Aaah, I so wanted to love this book that it’s super frustrating that I didn’t! I read it because of a wonderful review of one of my fellow bookstagrammers and because the blurb sounded right up my alley. But sadly, I didn’t really like any of the main characters and there were some other issues as well that made Glitterland quite a letdown for me.
I loved Alexis Hall’s Boyfriend Material and was so glad when I saw the high praise for Glitterland as well, even though the topic for this one was a bit more difficult. Glitterland follows the clinically depressed and bipolar author Ash, who hides from the world due to his anxiety disorder and has given up completely on happiness and love, just trying to survive another day. So I know it wouldn’t be an easy, light beach read… but I did expect to root for the characters and be completely invested in their wellbeing and romance, but sadly I wasn’t.
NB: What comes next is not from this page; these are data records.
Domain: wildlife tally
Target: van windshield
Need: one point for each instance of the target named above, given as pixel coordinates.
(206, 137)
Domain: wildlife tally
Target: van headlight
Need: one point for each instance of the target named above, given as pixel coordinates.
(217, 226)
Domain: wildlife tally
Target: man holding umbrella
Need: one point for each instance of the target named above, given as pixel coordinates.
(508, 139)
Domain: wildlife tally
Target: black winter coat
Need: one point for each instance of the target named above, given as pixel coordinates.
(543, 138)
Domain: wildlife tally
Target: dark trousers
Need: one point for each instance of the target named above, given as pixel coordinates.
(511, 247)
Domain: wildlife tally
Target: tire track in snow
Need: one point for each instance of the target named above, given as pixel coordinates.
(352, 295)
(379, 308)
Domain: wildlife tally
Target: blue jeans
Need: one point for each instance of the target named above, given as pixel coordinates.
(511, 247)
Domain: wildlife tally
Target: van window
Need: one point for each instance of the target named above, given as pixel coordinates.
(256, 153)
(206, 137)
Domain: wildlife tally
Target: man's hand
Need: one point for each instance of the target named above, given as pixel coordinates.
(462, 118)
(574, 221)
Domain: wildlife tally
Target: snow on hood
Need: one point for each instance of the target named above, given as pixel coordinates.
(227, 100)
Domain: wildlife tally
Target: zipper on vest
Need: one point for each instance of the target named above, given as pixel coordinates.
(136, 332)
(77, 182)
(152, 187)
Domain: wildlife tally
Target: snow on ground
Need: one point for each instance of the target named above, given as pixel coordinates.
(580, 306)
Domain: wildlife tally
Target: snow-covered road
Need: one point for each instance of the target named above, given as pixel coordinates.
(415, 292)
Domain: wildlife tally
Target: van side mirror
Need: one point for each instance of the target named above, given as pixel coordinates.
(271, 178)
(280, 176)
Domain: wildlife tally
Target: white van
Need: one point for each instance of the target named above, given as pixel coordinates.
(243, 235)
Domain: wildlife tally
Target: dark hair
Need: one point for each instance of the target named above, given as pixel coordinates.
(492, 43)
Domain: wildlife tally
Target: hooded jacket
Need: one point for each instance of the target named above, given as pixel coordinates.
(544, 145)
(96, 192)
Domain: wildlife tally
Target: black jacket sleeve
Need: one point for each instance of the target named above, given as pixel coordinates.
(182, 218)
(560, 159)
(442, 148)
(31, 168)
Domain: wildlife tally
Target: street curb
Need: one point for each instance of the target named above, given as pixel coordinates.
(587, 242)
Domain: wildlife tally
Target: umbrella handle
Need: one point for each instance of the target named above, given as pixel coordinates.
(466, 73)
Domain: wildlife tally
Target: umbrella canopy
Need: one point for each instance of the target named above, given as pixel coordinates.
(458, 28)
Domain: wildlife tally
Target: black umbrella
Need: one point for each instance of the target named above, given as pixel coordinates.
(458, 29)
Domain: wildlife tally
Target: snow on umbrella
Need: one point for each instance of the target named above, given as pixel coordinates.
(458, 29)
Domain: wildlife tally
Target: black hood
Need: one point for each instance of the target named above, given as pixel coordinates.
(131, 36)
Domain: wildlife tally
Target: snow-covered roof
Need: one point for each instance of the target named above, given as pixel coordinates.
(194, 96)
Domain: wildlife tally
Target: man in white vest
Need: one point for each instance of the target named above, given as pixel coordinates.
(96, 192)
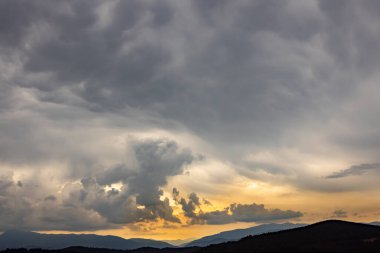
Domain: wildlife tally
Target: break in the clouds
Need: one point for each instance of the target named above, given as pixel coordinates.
(280, 93)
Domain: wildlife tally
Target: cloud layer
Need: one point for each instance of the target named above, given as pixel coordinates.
(280, 92)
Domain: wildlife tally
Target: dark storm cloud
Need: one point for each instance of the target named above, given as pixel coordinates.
(225, 70)
(355, 170)
(88, 205)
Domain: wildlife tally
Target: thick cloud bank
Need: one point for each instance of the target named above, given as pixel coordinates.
(281, 92)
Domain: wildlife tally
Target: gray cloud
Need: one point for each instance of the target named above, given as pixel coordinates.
(339, 213)
(246, 213)
(355, 170)
(89, 205)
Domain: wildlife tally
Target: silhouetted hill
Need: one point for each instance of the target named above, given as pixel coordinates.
(22, 239)
(328, 237)
(237, 234)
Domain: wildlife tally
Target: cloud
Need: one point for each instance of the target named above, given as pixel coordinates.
(339, 213)
(355, 170)
(89, 205)
(246, 213)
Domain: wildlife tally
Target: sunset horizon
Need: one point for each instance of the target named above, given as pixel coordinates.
(174, 120)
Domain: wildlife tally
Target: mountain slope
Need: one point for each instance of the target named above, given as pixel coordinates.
(21, 239)
(328, 237)
(237, 234)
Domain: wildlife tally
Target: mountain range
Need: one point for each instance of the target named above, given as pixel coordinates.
(327, 236)
(237, 234)
(28, 240)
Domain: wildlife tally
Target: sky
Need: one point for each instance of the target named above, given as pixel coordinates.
(176, 119)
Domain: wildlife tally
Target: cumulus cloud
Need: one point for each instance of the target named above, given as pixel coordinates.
(339, 213)
(355, 170)
(233, 213)
(90, 206)
(246, 213)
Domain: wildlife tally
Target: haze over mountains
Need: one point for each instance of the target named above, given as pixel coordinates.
(22, 239)
(237, 234)
(331, 236)
(327, 230)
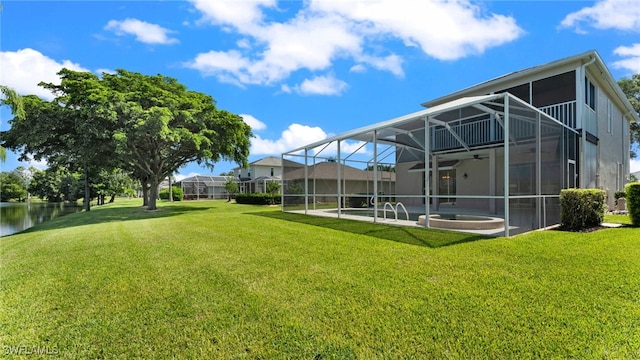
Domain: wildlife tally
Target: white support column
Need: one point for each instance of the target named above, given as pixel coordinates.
(539, 199)
(507, 120)
(492, 181)
(306, 181)
(375, 176)
(339, 193)
(427, 151)
(435, 175)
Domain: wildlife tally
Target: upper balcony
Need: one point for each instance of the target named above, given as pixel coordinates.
(487, 130)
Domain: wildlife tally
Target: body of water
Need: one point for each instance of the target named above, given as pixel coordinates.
(15, 217)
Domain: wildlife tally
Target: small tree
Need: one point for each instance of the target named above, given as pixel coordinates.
(273, 189)
(231, 187)
(633, 202)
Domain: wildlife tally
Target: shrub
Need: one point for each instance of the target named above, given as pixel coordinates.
(581, 208)
(633, 202)
(258, 199)
(619, 194)
(176, 191)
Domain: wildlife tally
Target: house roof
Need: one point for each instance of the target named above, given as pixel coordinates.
(366, 133)
(272, 161)
(590, 58)
(329, 171)
(208, 179)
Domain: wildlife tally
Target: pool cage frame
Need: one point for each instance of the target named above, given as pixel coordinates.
(527, 158)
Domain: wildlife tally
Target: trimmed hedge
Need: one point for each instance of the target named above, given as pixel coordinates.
(258, 199)
(581, 208)
(177, 193)
(633, 202)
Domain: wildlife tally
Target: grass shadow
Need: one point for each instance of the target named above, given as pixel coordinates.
(99, 215)
(433, 238)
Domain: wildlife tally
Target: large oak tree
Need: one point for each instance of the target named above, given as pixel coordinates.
(149, 126)
(162, 126)
(631, 88)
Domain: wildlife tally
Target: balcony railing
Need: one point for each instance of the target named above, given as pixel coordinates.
(487, 130)
(563, 112)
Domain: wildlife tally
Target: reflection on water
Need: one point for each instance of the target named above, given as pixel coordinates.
(15, 217)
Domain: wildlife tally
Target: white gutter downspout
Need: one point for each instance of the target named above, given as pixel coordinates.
(583, 140)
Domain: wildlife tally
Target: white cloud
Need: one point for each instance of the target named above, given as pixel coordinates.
(321, 85)
(445, 30)
(632, 58)
(324, 31)
(242, 15)
(143, 31)
(285, 89)
(606, 14)
(105, 71)
(253, 122)
(22, 70)
(297, 136)
(293, 137)
(358, 68)
(180, 177)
The premise of this book reminded me quite a lot of There Is A Light by Ban Gilmartin with the raw descriptions of mental illness, the way depression affects the daily life and the people around you, and the chance romantic meeting. But whereas There Is A Light had wonderful characters that completely stole my heart, Glitterland had the opposite – characters that I genuinely disliked.
The main character Ash had type 1 bipolar disorder and suffered from depression, panic attacks and had been hospitalized during his manic episodes, as well as for trying to commit suicide. But he was also kind or a jerk, to be honest. Some of his bad actions could definitely be blamed on the illness, but some were just because of his unlikable and selfish personality. The description of his mental health issues was done very well, and as readers we could completely understand hos his mental issues truly made it hard or impossible for him to do certain things, or interact with other people. But it was also quite clear that he sometimes used his mental health to manipulate his friends or for selfish gains. And speaking of his friends, Ash mostly avoided them or treated them badly, which made it difficult to understand why the put up with him, even though I have to admit that at times he was quite funny with his witty sarcasm.
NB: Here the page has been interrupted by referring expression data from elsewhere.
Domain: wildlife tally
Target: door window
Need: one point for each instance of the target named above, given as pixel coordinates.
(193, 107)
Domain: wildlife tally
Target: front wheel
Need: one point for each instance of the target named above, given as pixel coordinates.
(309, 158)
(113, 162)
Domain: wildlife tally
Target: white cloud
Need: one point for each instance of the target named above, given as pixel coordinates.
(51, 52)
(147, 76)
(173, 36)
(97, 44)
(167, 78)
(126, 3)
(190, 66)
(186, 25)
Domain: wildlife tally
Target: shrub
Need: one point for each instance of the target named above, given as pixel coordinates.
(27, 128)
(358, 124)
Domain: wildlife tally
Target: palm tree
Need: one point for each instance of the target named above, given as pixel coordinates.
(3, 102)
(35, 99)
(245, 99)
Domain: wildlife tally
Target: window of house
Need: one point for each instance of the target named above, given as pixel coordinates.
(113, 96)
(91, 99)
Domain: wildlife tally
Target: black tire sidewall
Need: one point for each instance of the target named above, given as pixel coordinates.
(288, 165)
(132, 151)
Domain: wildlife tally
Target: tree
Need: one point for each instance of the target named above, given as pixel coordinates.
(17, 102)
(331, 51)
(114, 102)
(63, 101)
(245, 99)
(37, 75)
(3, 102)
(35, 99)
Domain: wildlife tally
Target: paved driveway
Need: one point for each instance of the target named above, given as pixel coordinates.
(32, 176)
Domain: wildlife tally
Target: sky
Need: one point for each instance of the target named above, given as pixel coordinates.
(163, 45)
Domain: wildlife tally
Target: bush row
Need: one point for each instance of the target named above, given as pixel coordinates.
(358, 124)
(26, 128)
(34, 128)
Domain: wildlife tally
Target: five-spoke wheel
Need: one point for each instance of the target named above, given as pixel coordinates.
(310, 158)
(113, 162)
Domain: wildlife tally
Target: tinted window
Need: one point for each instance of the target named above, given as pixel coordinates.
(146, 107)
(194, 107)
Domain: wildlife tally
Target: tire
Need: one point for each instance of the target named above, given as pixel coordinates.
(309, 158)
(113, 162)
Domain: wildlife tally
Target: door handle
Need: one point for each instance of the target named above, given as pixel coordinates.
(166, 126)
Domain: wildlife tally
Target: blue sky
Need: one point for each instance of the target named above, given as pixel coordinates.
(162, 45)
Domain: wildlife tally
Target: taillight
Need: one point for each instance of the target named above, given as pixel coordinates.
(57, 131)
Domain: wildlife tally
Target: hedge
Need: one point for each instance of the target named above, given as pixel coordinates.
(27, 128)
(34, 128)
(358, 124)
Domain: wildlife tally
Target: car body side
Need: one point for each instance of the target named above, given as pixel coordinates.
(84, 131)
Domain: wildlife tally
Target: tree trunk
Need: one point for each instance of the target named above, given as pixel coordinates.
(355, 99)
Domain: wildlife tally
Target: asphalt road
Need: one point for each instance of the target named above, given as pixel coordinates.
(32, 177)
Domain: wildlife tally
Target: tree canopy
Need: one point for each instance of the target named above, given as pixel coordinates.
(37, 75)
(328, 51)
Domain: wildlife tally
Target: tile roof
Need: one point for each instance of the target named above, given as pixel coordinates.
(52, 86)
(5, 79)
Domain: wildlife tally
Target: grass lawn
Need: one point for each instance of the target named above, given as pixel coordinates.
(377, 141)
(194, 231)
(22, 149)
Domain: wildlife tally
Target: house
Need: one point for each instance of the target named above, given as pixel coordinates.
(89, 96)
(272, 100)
At one of the rare occasions when Ash did leave his house, he met the ‘orange glitter pirate’ Darian from Essex and a one night stands turned into something else. Darian was a true sweetheart, but the way he was described also made him very shallow and more of a cliché with the sexy but stupid model. On top of that, all his dialogue were written phonetically in a thick lower class Essex accent. I know from many of the reviews that a lot of readers had an issue with this writing style. But the use of accent as a writing style was actually quite alright for me as such. My main problem was hos the use of a lower class accent was used as a way to make Darian seem stupid and naïve, and to make Ash superior to him.
Then there was Ash’s best friend and former lover Niall, who outed his mental health and was being a mean jerk in other ways all through the book, but who Ash in return guilt tripped for selfish gains (like being picked up from a one night stand in the middle of the night). I just couldn’t like or understand Niall or his and Ash’s toxic relationship at all. But there was definitely an interesting story behind Niall’s characters and how he’d fallen in love with two guys who never felt the same way about him. I wished we would have gotten to see more of the backstory there; I feel like I probably would have rooted for his character more if we had.
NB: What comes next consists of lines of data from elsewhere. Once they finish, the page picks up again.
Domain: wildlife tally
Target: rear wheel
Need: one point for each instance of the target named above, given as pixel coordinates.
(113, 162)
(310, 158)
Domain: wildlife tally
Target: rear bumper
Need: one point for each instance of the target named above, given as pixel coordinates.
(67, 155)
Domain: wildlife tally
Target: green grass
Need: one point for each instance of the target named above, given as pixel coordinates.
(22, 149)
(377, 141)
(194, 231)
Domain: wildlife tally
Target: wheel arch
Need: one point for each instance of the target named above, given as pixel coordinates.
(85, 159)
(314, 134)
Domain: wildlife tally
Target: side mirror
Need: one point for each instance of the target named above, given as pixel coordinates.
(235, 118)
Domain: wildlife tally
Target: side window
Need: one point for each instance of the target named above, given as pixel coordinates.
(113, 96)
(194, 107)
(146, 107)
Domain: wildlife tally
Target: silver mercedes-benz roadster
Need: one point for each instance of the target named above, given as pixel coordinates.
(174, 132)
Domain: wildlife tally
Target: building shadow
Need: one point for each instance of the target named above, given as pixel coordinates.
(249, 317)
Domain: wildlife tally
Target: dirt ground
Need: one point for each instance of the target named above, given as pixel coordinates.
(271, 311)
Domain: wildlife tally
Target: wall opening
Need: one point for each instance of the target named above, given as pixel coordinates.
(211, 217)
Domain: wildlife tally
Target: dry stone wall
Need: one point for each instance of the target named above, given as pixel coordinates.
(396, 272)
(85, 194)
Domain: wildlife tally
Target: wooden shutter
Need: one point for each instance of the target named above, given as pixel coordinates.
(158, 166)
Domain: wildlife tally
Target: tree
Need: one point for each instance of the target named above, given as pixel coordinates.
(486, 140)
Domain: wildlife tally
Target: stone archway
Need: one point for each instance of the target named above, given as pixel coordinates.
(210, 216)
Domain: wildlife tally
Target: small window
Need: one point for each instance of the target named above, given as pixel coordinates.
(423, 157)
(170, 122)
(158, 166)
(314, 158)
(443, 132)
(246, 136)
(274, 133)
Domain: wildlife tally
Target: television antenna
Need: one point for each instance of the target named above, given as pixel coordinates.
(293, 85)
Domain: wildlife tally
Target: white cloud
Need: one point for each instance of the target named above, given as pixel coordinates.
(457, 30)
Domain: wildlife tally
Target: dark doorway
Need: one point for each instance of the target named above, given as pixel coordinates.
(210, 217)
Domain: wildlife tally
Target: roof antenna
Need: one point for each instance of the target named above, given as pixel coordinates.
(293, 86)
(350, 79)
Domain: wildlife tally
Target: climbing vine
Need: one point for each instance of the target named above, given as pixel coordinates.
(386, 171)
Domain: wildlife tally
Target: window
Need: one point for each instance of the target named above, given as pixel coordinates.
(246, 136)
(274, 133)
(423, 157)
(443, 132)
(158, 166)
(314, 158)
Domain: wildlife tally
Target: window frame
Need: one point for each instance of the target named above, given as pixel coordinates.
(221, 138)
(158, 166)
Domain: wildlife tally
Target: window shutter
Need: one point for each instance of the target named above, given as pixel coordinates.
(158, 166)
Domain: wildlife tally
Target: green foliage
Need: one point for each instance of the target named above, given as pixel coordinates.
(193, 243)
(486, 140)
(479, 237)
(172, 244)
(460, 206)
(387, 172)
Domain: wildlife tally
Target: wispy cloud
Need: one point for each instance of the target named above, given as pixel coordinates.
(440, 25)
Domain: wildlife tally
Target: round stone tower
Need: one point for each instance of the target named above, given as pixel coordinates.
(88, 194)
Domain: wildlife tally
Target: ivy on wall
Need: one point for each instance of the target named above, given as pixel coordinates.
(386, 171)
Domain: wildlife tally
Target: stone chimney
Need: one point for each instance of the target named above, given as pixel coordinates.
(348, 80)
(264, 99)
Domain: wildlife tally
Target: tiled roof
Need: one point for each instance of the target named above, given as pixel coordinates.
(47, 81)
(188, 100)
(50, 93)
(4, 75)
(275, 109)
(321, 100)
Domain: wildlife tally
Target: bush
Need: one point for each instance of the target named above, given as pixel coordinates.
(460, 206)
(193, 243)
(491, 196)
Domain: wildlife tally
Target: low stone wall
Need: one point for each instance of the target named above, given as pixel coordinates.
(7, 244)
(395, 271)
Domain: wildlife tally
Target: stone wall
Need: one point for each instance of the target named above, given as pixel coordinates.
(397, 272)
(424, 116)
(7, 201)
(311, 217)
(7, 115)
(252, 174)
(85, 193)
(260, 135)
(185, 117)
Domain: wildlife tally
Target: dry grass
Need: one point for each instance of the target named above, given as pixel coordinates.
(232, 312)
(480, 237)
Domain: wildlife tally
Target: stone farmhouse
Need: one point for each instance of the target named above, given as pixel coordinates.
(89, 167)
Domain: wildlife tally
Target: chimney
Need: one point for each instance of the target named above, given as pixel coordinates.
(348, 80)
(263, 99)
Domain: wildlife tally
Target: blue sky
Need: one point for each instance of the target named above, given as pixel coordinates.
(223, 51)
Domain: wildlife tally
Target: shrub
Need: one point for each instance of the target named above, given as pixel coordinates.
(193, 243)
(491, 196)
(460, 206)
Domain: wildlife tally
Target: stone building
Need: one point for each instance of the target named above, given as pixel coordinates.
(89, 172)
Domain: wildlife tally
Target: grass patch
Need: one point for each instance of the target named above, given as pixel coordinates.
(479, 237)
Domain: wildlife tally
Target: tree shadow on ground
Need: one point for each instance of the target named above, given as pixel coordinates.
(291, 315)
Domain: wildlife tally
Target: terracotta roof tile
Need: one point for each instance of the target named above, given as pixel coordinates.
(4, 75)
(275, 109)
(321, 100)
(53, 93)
The plotline was a bit aimless, with no clear start or ending, and a lot of things that were mentioned but never fully explored. Not only Niall’s backstory, but for example the process of the new book that Ash was writing (where its ‘research’ played a major role for the story) or Darian’s ex who now seemed to be his coworker (?) and how and when their relationship had ended. All this made it a bit hard to stay invested. And when things seemed to be going a bit better for Ash, of course his self-destructiveness had to ruin it all again…
I did however truly love the side characters Chloe and Amy, and their loyalty and support for their friends and their sharpness and humor! Overall, I also loved the humor and banter throughout this book. It was so British and so witty, elegant and full of sarcasm, which is my favorite kind of humor!
I also appreciated how Alexis Hall didn’t make mental health into something that could be cured by love. Even though the romance with Darian made Ash happier, it didn’t make his mental issues magically disappear, which made the story so much more real and relatable. I also appreciated Ash’s character growth in the end, but wished for it to have come sooner.
So all in all, this book was a bit of a letdown, but it definitely had a lot of great parts and Alexis Hall definitely is a talented writer. And extra kudos for the raw and real descriptions of mental health problems and the British humor. I just wished that the characters would have been a little more likable…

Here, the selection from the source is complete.